They ought to have merely called it What a Princess Diaries Girl Wants and been done with it.
No, it’s not unwatchably awful. And if you’re a girl — or a dreadfully romantic boy — between the ages of 11 and 15, it’s probably even pretty good, and you’re less likely to be distracted by the chipmunk-cheeked Amanda Bynes’ striking resemblance to Linda Blair in Exorcist II: The Heretic.
Not being in the movie’s obvious target audience, I kept hoping Bynes would conjure up a plague of locusts or at least rotate her head 360 degrees. Alas, this didn’t happen, but I didn’t find the movie actually painful, even if it landed lamentably wide of the mark as a Princess Diaries clone.
The idea probably looked good on paper: First, find a suitable source (William Douglas Home’s play The Reluctant Debutante, already filmed in 1958 by Vincente Minnelli with Sandra Dee in the Bynes role). Second, line up some respectable talent to help get Bynes through, and then …
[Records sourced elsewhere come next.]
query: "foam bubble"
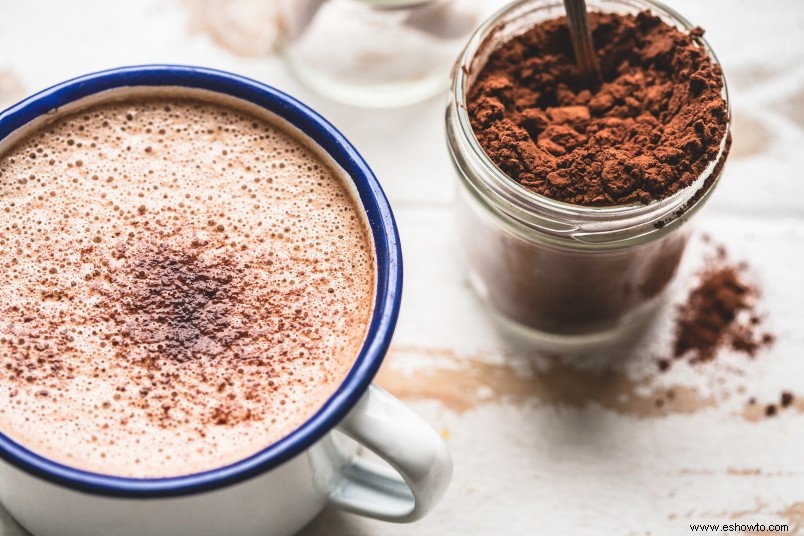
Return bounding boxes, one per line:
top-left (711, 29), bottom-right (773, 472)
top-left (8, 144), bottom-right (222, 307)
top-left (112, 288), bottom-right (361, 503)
top-left (0, 97), bottom-right (375, 477)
Well, it’s partly the “and then” that proved to be the banana skin under the collective feet of the persons who conjured this project into being. And then … did they go out and hire an old hand at comedy to bring the thing to fruition? The Princess Diaries had Garry Marshall at the helm. This film has Dennie Gordon, whose only theatrical credit is the cosmically ghastly Joe Dirt. Most of Gordon’s work has been as a hired gun on TV series — and it shows. He’s obviously uncomfortable with this wide-screen, attempted-high-gloss production (it hardly mattered what the grungy Joe Dirt looked like).
Not only is his direction uninspired, but he’s turned in a film so slapdash that some scenes aren’t even clearly in focus (the whole movie is soft looking, its colors washed out). And the editing is, to say the least, clumsy. Gordon’s flat-footed staging of many scenes really telegraphs the movie’s stage origins, making much of the film seem like a forced high-school play. Granted, this isn’t going to worry the movie’s target audience, but it won’t do much to endear the film to anyone past the age of 16.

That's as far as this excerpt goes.